A sustained increase in calls to an assault hotline since September, and people are talking

It may be too soon to measure the impact of the #metoo movement, which started when sexual assault allegations were brought against entertainment mogul Harvey Weinstein last fall.

Sure, there has been a significant uptick of mentions of the #metoo hashtag on social media, including 6,085,027 mentions across Twitter, 120 million posts, reactions, and comments on Facebook, and 21 million individuals who have either liked, commented, or posted about #metoo on Instagram since October 2017.


But the movement is also having a measurable impact in the real world: It is encouraging people — women, men and children — to step forward and seek help when sexual assault does occur.

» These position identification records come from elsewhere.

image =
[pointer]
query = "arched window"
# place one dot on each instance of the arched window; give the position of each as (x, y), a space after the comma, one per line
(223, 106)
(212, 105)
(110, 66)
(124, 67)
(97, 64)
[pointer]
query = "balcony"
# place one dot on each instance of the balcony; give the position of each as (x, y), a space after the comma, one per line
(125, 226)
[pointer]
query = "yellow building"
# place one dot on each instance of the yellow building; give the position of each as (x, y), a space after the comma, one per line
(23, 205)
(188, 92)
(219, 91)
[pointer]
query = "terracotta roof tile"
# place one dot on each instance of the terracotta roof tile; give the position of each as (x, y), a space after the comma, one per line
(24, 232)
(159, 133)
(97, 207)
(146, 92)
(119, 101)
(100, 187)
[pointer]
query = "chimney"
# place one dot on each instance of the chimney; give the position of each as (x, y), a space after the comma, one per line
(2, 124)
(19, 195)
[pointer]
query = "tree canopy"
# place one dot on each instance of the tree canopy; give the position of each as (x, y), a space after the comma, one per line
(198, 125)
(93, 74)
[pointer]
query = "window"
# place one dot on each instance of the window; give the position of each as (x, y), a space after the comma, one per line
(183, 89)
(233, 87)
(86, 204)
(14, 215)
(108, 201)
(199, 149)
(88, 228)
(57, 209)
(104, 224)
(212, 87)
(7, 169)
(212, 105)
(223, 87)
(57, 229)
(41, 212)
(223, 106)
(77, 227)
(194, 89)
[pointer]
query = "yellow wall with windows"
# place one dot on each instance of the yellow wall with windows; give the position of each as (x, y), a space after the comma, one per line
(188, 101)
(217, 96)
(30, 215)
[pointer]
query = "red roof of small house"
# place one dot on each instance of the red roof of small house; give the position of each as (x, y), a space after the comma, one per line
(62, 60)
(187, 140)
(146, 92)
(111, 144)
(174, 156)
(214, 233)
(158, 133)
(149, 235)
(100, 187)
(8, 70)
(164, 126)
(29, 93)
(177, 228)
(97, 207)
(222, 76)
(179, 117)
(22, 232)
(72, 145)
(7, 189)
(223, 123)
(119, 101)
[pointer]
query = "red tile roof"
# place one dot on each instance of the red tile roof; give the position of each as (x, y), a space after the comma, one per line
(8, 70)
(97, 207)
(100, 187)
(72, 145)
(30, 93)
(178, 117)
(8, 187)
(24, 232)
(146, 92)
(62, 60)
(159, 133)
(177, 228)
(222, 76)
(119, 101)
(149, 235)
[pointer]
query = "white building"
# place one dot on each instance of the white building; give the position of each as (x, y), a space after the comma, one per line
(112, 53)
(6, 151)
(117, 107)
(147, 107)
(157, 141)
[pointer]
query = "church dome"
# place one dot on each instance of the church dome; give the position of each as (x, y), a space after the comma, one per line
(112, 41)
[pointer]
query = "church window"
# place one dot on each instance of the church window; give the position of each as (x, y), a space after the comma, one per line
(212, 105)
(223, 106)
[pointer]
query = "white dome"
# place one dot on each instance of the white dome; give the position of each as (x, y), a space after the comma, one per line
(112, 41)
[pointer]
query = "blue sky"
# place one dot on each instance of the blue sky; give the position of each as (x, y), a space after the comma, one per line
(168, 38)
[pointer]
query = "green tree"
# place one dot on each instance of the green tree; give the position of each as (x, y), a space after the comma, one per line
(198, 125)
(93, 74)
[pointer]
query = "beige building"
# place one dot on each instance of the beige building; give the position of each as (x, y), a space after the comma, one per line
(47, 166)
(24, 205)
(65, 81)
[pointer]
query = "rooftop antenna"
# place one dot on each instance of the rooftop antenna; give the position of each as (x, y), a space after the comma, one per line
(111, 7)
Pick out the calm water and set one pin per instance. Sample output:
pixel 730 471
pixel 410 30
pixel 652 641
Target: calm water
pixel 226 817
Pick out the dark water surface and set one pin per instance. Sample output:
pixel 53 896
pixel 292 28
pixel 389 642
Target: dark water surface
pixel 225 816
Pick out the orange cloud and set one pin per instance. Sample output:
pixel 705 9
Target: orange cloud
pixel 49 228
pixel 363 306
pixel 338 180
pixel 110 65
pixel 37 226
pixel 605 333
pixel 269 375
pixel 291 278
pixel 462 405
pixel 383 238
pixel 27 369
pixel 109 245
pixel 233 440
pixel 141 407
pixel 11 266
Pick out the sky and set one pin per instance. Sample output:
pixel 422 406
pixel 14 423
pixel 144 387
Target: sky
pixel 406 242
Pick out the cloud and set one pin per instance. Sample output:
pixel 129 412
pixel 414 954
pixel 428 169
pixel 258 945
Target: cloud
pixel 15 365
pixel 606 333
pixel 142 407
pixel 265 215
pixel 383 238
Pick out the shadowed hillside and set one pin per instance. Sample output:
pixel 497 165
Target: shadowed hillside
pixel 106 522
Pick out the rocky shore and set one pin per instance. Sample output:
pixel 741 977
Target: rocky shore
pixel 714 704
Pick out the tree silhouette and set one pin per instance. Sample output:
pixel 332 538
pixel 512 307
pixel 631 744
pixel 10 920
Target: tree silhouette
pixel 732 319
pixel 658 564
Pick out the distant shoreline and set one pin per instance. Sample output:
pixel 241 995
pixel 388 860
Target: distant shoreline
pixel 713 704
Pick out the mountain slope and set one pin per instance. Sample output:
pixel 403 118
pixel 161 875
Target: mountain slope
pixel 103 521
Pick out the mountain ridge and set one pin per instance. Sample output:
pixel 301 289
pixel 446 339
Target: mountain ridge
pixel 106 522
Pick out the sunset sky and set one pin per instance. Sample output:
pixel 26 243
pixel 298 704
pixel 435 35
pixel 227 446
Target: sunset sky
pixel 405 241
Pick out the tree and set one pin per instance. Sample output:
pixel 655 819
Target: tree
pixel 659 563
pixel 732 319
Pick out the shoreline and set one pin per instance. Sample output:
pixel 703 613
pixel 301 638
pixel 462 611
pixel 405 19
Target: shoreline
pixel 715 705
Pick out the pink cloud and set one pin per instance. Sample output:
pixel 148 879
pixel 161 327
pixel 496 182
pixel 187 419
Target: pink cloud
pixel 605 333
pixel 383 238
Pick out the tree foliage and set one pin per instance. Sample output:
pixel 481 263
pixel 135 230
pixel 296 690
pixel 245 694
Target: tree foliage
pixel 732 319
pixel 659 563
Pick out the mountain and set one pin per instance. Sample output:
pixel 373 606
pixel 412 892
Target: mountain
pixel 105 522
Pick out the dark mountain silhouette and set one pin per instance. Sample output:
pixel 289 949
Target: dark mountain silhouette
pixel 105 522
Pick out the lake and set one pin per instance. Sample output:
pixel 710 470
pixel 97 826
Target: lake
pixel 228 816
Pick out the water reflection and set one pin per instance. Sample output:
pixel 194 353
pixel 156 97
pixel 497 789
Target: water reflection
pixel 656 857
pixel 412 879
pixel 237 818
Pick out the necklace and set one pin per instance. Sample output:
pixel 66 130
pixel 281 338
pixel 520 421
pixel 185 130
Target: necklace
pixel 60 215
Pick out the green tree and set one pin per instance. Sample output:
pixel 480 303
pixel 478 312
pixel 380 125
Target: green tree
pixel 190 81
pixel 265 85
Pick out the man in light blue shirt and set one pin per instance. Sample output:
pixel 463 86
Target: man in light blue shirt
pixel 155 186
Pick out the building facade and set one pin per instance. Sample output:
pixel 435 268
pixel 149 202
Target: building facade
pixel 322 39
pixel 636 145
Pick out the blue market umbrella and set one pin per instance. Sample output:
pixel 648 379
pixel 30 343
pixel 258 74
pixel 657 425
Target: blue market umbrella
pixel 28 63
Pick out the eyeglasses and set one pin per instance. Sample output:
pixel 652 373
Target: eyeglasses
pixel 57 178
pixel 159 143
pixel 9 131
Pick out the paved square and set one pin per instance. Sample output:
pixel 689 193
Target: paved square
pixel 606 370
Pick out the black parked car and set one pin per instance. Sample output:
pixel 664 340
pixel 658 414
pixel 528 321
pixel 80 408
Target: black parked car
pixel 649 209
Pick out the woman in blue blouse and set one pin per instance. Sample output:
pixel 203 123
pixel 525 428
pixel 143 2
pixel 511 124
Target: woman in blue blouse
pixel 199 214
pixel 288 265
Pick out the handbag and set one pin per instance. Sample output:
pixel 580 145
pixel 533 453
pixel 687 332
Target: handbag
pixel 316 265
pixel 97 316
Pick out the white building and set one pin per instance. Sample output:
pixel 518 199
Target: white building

One place where the impact of the movement has been seen is in calls to rape crisis hotlines. Data released by the Rape, Abuse and Incest National Network (RAINN), the largest anti-sexual violence organization in the country, shows a surge in calls to their hotline since the beginning of the #metoo movement, totaling 209,480 calls last year. This is the most number of calls that the organization has seen in one year since the hotline was started in 1994.

In November of 2017, the hotline saw a 26 percent increase in calls compared to November of the previous year, and a 32 percent increase in December from the year before. In December, the hotline received an average of 630 calls a day.

Art: Leslie Xia

The 24-hour confidential hotline provides sexual assault survivors with staff who are trained to help talk through the trauma of assault and helps to connect survivors with local health resources. The hotline has provided support for over 2 million sexual assault survivors in its 25 year history.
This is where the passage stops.